WisdomTree International SmallCap Dividend Fund
- Type: Foreign Small/Mid Value
- Assets under management: $1.3 billion
- Dividend yield: 4.5%
- Expenses: 0.58%
The WisdomTree International SmallCap Dividend Fund (DLS, $57.00) is the third-largest of WisdomTree's 22 international ETFs with total assets of $1.3 billion. It tracks the performance of the WisdomTree International SmallCap Dividend Index, which consists of stocks with market caps in the bottom 25% of the WisdomTree International Equity Index, after removing the 300 largest companies.
Investors might shy away from this ETF because the roughly 900 components are based outside the U.S. and Canada. Further, some might consider it unusual to have a dividend focus when investing in smaller companies.
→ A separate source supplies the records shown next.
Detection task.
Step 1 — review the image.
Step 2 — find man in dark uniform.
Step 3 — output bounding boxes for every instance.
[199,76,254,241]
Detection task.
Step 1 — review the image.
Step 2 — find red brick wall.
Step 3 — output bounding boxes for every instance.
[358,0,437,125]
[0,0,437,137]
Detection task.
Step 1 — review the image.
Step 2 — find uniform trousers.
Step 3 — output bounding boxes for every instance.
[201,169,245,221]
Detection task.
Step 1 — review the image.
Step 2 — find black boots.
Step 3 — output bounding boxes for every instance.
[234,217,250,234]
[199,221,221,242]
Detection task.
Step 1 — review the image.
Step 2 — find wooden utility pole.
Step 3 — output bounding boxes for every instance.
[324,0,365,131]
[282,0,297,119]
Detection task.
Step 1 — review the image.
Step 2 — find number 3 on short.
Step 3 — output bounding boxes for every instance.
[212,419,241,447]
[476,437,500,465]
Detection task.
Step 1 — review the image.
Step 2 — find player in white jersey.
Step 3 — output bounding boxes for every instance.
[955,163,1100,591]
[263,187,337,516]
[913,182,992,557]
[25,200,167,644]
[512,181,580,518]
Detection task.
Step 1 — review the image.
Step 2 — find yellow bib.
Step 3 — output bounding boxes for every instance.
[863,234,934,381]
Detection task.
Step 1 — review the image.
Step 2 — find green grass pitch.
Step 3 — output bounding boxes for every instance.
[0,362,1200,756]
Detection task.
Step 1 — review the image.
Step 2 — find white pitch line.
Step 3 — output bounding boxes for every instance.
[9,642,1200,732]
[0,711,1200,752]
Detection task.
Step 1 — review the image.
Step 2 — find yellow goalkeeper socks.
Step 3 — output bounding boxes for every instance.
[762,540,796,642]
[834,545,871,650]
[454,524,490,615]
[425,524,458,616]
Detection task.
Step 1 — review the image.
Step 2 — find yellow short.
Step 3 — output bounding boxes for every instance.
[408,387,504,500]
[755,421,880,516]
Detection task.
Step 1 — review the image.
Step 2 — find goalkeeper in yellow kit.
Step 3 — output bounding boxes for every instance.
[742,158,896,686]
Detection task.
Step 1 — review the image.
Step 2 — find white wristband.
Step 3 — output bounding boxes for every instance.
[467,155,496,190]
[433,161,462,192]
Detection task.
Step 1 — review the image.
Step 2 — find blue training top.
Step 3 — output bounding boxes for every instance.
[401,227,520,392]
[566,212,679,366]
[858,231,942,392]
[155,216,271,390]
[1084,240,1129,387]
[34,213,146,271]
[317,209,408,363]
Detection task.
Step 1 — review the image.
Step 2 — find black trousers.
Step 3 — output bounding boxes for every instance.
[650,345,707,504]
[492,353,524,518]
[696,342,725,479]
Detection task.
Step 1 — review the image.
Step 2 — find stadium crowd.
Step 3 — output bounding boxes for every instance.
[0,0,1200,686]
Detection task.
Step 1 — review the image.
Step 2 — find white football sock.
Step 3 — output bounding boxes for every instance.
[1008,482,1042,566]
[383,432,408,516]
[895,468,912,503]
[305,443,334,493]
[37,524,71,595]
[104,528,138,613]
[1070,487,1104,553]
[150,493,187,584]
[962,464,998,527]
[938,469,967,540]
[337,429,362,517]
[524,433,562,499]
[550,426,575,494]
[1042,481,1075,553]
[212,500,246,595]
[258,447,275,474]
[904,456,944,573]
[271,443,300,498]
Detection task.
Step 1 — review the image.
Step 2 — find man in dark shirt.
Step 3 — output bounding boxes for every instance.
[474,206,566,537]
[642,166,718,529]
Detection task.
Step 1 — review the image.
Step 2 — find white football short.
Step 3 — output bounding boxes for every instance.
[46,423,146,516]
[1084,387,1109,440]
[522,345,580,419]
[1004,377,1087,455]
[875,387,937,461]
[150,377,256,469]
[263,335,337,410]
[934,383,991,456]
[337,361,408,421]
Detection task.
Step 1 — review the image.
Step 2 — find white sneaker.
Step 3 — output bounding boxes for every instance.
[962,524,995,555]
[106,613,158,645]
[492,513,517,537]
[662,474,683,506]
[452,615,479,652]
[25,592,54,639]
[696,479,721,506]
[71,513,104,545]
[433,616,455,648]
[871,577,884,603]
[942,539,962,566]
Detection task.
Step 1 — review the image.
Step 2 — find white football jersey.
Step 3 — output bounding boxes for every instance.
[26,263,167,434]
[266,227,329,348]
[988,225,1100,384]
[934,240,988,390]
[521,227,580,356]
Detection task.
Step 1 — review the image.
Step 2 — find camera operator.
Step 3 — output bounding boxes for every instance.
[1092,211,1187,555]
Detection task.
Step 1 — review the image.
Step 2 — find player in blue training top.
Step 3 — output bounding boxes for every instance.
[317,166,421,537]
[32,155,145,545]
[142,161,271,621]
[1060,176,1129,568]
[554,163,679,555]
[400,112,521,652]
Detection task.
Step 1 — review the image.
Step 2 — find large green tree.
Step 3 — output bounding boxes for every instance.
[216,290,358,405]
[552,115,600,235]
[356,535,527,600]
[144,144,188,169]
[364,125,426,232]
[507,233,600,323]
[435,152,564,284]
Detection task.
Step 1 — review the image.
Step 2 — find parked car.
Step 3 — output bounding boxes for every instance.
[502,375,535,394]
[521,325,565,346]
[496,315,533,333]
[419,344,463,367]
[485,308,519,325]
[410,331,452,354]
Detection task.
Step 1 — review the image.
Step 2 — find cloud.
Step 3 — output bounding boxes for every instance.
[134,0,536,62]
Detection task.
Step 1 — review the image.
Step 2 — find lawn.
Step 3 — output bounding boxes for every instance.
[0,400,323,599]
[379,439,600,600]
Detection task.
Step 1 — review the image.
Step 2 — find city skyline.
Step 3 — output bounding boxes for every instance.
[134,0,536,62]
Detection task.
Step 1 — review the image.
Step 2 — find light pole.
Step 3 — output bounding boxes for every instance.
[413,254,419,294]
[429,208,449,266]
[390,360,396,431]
However, WisdomTree has had great success over the years with international small caps.
"At WisdomTree, we believe that dividends provide an objective measure of a company's health and profitability – one that cannot be affected by accounting methods or government decisions," WisdomTree argues. "We have been weighting by dividends since WisdomTree launched its first ETFs in 2006."
The ETF's top three country allocations are Japan (34%), Australia (11%) and the United Kingdom (9%). The top three sectors are industrials (20%), financials (16%) and consumer discretionary (14%).
The top 10 holdings account for just 6.0% of the portfolio, and the average weighting is 0.11%, which are both great signs of diversification – something else you might consider important when investing in small-cap stocks.
Xtrackers USD High Yield Corporate Bond ETF
- Type: High-yield bond
- Assets under management: $5.3 billion
- SEC yield: 4.8%
- Expenses: 0.15%
The Xtrackers USD High Yield Corporate Bond ETF (HYLB, $47.82) is the only fixed-income fund in this list of high-yield ETFs, which makes sense given how low yields have been driven on many other types of bonds.
HYLB, which tracks the performance of the Solactive USD High Yield Corporates Total Market Index, has gathered $5.3 billion in total net assets – a good amount by broad ETF standards.
It's far smaller than some of the largest U.S.-listed fixed-income ETFs, such as the iShares Core U.S. Aggregate Bond ETF (AGG), which has more than $74 billion under management. However, when it comes to high-yield U.S. corporate bond ETFs, it is the fourth-largest out of 25 covered by ETF.com. More importantly, of the 25, it's tied for the highest FactSet rating at A-.
Why would someone want to own HYLB?
First, it has a relatively inexpensive management expense ratio of 0.15%, which gives investors a diversified portfolio of more than a thousand corporate bonds. It also yields 4.8%, which is excellent considering the Fed's benchmark rate is expected to be near 0% for at least the next couple of years.
Not only does it have a high rating from FactSet, but it also has a four-star rating from Morningstar based on its performance over the trailing three-year period. (HYLB listed in 2016.)
Lastly, most of the bonds are rated BB or B (the two highest tiers of junk) by the major credit rating agencies.